The childcare industry in NSW is discouraging childcare centres from allowing children to play with toy guns and swords and such, and you'll understand the reasoning if you've noticed that the overwhelming majority of small girls who play with dolls become mothers.
I'm a case in point. I spent hours every week between the ages of two and 12 playing with weapons that killed untold cats and dogs, every family member, anybody who walked past our house, every bird that came within sight and thousands of flying foxes that blanketed the late afternoon sky in northern NSW on their way to their feeding grounds. Oh, and the chooks.
When I wasn't shooting the place up or wielding a sword that I'd made by tying a handguard stick to a piece of wood, I'd be playing with Matchbox trucks in the dirt under the house.
Little tip trucks and tow trucks and even delivery vans, and I don't know why I didn't grow up to be a truckie.
I even had a cowboy suit, which made me feel like a goose because when I had it on I was the only cowboy in the village. Cowboy suits work only when there are other boys in cowboy suits shooting back, and I can't remember whether my sister had a cowgirl suit because a girl in a cowgirl suit would have looked very silly.
There was no embarrassment, though, in having a six shooter in a holster slung low on each hip, in spending hours practising the stance and the draw, and when I could get a packet of caps for the guns the world was on alert.
Dogs, cats and chooks would flee at mere mention of my name.

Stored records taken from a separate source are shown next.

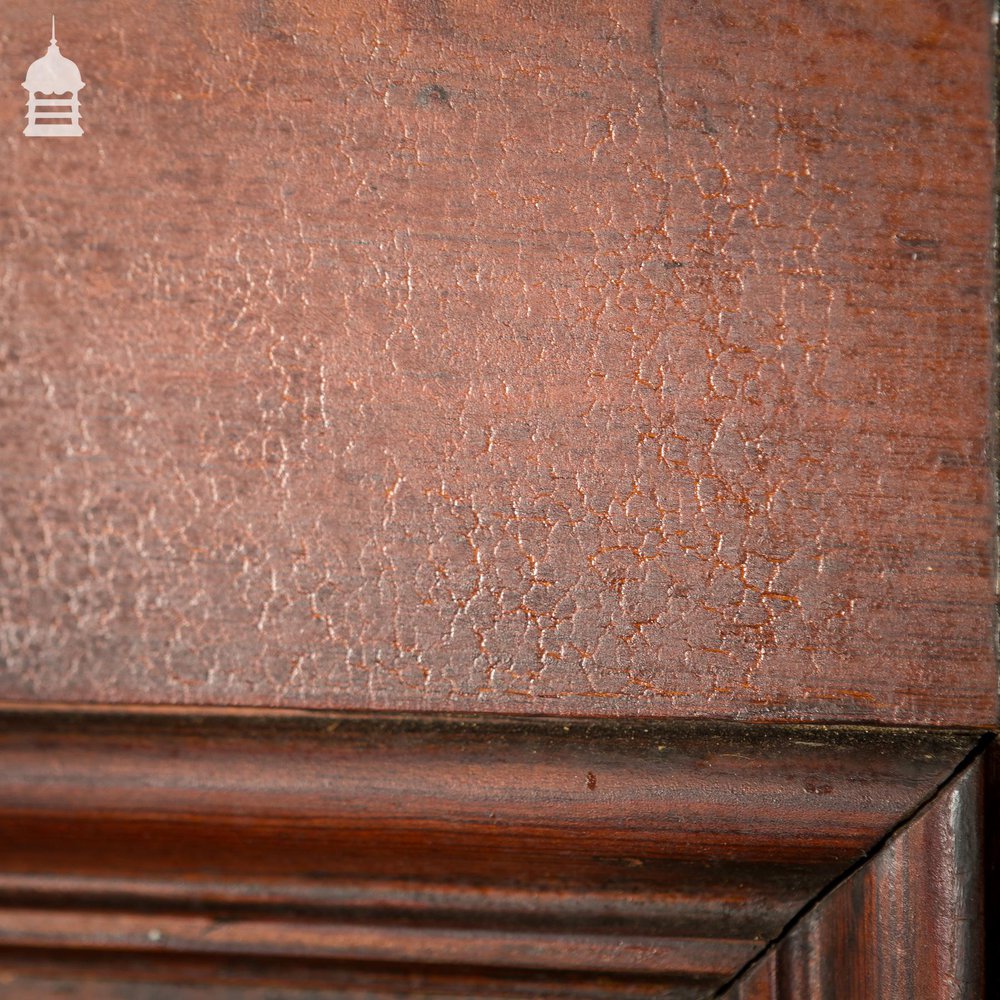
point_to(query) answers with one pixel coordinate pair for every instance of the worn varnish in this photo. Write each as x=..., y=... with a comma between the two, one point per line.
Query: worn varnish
x=908, y=923
x=602, y=359
x=533, y=857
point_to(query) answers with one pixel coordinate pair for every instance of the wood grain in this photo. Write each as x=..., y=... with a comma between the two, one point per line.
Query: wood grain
x=587, y=359
x=529, y=855
x=908, y=923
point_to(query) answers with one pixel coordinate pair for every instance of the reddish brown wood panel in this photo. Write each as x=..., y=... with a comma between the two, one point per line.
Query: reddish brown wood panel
x=523, y=854
x=569, y=358
x=907, y=924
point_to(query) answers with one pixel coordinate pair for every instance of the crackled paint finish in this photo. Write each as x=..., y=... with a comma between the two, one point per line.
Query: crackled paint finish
x=590, y=358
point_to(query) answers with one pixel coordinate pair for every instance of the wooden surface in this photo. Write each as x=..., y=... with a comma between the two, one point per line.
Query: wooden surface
x=491, y=856
x=907, y=924
x=591, y=359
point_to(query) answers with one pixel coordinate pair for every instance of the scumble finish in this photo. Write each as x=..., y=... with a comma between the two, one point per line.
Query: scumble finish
x=604, y=359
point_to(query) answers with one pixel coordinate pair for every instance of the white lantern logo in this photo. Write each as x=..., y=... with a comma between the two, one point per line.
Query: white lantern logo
x=48, y=82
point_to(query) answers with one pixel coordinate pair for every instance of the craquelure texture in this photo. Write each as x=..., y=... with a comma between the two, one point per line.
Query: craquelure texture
x=566, y=358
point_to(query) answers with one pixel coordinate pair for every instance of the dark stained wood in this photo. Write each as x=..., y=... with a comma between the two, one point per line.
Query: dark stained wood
x=602, y=359
x=907, y=924
x=515, y=851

I can still smell the puff of smoke that accompanied the bang when the gun's hammer hit one of those little blisters of what I assume was gunpowder.
With the exception of police and military, and perhaps farmers in isolated areas, I can't see why anyone should be allowed to have a firearm. And I firmly believe that the licensing of Australians to shoot animals for fun is an absurdity
But having to announce "you're dead!" to every shooting victim did become tiresome, especially when they invariably called back "no you missed", and so I graduated to spears made from a long-stemmed weed that we hurled from the thin end woomera style rather than midway javelin style.

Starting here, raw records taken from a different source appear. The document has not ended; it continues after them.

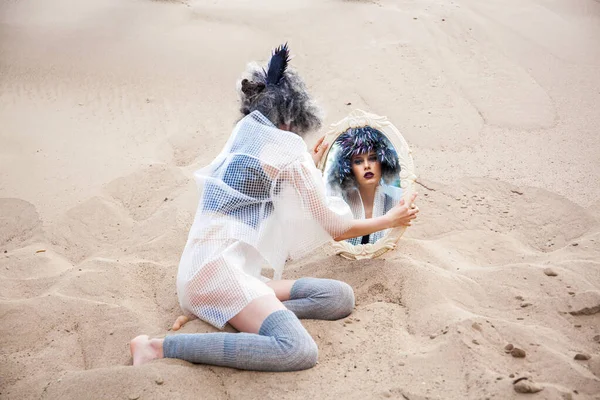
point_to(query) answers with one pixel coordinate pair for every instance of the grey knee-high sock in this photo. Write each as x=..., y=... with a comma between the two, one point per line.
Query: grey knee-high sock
x=320, y=299
x=282, y=344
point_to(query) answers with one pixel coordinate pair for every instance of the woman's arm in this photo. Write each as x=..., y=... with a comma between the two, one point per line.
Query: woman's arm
x=399, y=215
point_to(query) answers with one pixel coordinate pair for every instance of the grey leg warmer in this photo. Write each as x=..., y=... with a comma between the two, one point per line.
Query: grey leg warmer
x=282, y=344
x=314, y=298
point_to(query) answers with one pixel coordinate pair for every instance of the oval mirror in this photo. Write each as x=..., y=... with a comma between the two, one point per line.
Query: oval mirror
x=369, y=165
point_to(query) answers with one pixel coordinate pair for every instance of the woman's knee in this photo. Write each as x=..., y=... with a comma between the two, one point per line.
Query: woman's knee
x=346, y=299
x=302, y=353
x=296, y=349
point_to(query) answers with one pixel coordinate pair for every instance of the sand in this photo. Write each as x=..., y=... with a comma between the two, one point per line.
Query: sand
x=107, y=108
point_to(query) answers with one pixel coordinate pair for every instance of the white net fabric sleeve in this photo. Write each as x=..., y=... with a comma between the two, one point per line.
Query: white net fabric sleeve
x=311, y=217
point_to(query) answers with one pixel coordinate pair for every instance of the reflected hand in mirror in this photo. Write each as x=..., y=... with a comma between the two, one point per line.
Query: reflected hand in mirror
x=319, y=150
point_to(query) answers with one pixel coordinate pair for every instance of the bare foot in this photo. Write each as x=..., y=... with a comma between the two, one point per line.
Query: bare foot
x=179, y=322
x=143, y=349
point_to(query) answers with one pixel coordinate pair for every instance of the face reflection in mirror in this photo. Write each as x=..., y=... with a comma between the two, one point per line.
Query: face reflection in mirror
x=366, y=169
x=363, y=169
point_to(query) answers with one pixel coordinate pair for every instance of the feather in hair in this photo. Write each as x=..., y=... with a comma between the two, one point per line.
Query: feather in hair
x=278, y=64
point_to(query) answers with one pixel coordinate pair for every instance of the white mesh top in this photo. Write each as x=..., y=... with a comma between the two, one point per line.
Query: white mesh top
x=386, y=197
x=262, y=200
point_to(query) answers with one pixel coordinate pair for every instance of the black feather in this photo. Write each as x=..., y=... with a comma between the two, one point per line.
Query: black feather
x=278, y=64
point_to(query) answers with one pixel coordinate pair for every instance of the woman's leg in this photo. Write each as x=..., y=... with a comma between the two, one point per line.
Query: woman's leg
x=271, y=339
x=312, y=298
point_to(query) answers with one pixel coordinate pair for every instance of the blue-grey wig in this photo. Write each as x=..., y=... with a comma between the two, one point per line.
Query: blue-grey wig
x=279, y=94
x=363, y=140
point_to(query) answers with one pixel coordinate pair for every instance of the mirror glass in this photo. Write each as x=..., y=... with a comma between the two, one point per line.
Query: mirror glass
x=369, y=166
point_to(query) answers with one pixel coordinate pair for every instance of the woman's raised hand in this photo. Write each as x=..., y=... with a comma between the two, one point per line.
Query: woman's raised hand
x=403, y=214
x=318, y=150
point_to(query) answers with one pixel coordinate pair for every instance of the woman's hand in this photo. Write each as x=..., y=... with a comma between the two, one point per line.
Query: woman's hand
x=318, y=150
x=403, y=214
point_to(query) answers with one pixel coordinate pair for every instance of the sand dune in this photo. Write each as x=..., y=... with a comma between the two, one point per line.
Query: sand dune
x=107, y=108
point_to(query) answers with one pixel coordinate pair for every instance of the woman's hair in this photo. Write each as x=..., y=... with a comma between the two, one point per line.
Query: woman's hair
x=279, y=94
x=363, y=140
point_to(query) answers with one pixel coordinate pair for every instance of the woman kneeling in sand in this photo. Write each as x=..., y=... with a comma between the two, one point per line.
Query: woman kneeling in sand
x=262, y=201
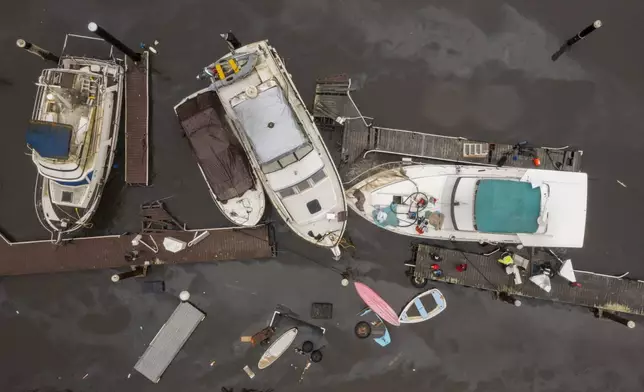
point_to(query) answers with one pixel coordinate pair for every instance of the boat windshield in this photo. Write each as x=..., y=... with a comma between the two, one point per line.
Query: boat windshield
x=505, y=206
x=275, y=133
x=69, y=100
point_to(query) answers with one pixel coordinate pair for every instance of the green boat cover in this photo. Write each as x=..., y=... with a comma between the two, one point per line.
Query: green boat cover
x=503, y=206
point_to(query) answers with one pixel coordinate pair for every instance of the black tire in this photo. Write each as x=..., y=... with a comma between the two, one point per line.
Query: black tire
x=307, y=346
x=362, y=330
x=316, y=356
x=418, y=282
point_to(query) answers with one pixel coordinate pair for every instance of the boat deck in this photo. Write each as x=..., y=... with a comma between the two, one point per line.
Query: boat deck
x=35, y=257
x=137, y=107
x=360, y=138
x=486, y=273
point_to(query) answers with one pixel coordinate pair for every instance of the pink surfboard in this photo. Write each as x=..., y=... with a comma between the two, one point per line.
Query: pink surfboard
x=377, y=304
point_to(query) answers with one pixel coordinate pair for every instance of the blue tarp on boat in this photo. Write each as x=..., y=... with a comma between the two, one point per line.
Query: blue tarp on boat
x=503, y=206
x=49, y=139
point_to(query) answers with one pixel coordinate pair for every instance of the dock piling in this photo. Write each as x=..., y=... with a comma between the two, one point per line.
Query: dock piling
x=614, y=317
x=140, y=271
x=37, y=50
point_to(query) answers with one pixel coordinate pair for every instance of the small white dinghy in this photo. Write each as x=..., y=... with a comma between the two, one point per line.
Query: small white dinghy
x=279, y=346
x=416, y=310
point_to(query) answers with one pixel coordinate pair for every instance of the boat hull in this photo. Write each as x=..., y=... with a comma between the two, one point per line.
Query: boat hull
x=387, y=199
x=428, y=305
x=61, y=219
x=327, y=226
x=277, y=348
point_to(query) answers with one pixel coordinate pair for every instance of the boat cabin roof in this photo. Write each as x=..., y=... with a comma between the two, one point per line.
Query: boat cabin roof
x=505, y=206
x=271, y=125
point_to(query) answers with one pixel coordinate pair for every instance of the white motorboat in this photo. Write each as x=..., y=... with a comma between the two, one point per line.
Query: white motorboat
x=221, y=159
x=423, y=307
x=473, y=203
x=284, y=146
x=72, y=137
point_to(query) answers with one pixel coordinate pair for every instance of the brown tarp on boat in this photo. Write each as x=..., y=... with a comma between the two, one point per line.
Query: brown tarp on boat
x=216, y=148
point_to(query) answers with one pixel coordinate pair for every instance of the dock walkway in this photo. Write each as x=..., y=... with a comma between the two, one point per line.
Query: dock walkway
x=137, y=111
x=334, y=108
x=486, y=273
x=36, y=257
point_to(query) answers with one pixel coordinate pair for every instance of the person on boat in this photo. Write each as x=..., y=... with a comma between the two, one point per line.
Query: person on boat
x=231, y=40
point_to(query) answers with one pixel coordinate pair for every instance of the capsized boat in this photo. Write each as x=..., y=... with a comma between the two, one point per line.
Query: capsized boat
x=473, y=203
x=72, y=136
x=221, y=159
x=275, y=350
x=284, y=146
x=423, y=307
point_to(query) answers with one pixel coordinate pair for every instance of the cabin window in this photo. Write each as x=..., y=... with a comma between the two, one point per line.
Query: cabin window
x=67, y=197
x=304, y=185
x=314, y=206
x=318, y=176
x=286, y=192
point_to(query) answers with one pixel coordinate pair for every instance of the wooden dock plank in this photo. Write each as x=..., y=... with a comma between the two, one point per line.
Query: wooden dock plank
x=109, y=252
x=484, y=272
x=137, y=121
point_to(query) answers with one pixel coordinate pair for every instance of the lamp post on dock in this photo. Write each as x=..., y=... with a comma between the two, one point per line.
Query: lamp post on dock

Next was the bow and arrow, the bow made from a springy willow tree branch, and sometimes we'd use a nail or a piece of tin at the lethal end and a chook feather at the other, although we agreed to leave the nail out when shooting each other.

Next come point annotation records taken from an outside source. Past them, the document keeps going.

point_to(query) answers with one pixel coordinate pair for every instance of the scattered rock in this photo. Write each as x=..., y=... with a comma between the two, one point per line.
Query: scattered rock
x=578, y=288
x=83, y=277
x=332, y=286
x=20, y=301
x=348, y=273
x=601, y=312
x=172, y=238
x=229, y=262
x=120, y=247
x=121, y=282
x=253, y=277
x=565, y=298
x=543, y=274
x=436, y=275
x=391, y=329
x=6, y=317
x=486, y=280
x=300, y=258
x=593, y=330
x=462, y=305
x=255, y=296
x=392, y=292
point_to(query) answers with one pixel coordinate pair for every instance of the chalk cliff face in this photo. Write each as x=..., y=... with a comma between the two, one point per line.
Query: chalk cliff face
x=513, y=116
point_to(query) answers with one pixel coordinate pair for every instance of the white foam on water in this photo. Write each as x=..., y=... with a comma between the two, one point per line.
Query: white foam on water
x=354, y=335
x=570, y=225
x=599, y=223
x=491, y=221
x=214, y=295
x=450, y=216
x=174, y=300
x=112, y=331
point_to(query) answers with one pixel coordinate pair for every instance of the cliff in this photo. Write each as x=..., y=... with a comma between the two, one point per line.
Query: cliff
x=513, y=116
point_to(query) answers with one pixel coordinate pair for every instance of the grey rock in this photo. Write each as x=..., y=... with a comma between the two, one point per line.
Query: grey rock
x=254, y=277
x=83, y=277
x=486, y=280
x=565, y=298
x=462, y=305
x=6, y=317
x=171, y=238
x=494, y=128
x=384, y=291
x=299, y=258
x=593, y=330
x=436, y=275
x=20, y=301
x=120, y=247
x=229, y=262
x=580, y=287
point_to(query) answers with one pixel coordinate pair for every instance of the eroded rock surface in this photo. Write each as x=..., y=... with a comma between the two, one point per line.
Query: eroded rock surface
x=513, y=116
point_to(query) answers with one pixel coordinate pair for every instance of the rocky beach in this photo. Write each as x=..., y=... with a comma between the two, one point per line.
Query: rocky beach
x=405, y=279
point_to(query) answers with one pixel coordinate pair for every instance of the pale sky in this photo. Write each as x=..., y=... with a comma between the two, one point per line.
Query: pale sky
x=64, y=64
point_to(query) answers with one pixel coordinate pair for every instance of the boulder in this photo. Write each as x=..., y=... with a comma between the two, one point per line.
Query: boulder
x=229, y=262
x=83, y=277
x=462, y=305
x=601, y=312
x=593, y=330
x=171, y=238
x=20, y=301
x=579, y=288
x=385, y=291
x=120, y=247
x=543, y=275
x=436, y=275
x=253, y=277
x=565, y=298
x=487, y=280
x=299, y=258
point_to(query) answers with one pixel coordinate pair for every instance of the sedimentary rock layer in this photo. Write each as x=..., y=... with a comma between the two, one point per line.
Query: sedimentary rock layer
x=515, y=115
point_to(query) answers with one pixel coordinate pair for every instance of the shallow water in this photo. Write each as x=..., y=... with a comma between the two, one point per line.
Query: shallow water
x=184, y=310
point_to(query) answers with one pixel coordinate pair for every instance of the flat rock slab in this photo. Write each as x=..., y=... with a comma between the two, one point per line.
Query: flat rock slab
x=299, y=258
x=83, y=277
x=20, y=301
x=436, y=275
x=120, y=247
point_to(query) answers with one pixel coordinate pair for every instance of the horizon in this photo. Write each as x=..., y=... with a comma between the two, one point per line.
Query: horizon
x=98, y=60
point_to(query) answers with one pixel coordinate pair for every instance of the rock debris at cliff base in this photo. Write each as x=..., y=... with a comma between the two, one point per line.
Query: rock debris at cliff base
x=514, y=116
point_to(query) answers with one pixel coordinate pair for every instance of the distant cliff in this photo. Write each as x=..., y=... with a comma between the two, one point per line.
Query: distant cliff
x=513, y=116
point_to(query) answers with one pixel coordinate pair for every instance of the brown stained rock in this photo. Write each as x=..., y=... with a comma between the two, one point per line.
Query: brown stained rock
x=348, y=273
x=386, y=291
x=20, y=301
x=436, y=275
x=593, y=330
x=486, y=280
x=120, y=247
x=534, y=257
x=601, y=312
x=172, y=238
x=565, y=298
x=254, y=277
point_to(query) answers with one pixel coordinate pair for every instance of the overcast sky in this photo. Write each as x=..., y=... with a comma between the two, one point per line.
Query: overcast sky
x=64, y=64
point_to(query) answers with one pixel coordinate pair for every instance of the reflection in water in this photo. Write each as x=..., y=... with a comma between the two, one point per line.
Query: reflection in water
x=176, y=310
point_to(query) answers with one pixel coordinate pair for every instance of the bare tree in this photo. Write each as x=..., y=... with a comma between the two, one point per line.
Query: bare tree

Shanghais came next, and we favoured those that fired horseshoe-shaped wire rather than stones because we imagined the wire projectiles were more deadly. Not that I ever managed to kill anything, although a friend who killed a silvereye bird became so upset he gave his shanghai away.
We made the shanghai and the ammo ourselves, of course.
Marble guns came late in my country childhood, when we realised that by hammering closed one end of a length of water pipe, dropping down the barrel a cracker with a lit wick and a marble quickly thereafter we had a proper gun. Makes me shudder now.
Water pistols were always in the mix, and I've always been disappointed that the mega blasters that have been around for years now weren't available when I was a lad. And spud guns, which would use compressed air to fire a pellet torn from a potato, and I may have bought them a little too late for my sons, who didn't seem impressed, so I'll have to get one earlier for my grandson. I'll need one too, of course.
Oh, and slug guns, and while not having one was almost as serious a childhood deprivation as not having a horse I did manage to shoot myself in a finger with a 10-year-old mate's Gecado 22.
The childcare industry, and maybe even you, will be amazed that I did not grow up to be a killer.
Apart from shooting a wallaby on a weekend trip with mates in my early 20s, and swearing off shooting anything ever again, and a brief stint many years ago with a slug gun to shoot Indian mynahs, which I allowed as an exception to the previous oath, I have zilch interest in guns.
With the exception of police and military, and perhaps farmers in isolated areas, I can't see why anyone should be allowed to have a firearm. And I firmly believe that the licensing of Australians to shoot animals for fun is an absurdity, given that people who find pleasure in killing animals are the very last people we should allow to have a gun.
Perhaps these so-called sports shooters had a childhood deprived of cowboys and Indians, cops and robbers, goodies and baddies. An hour or two with a cap gun in a chook pen might cure them.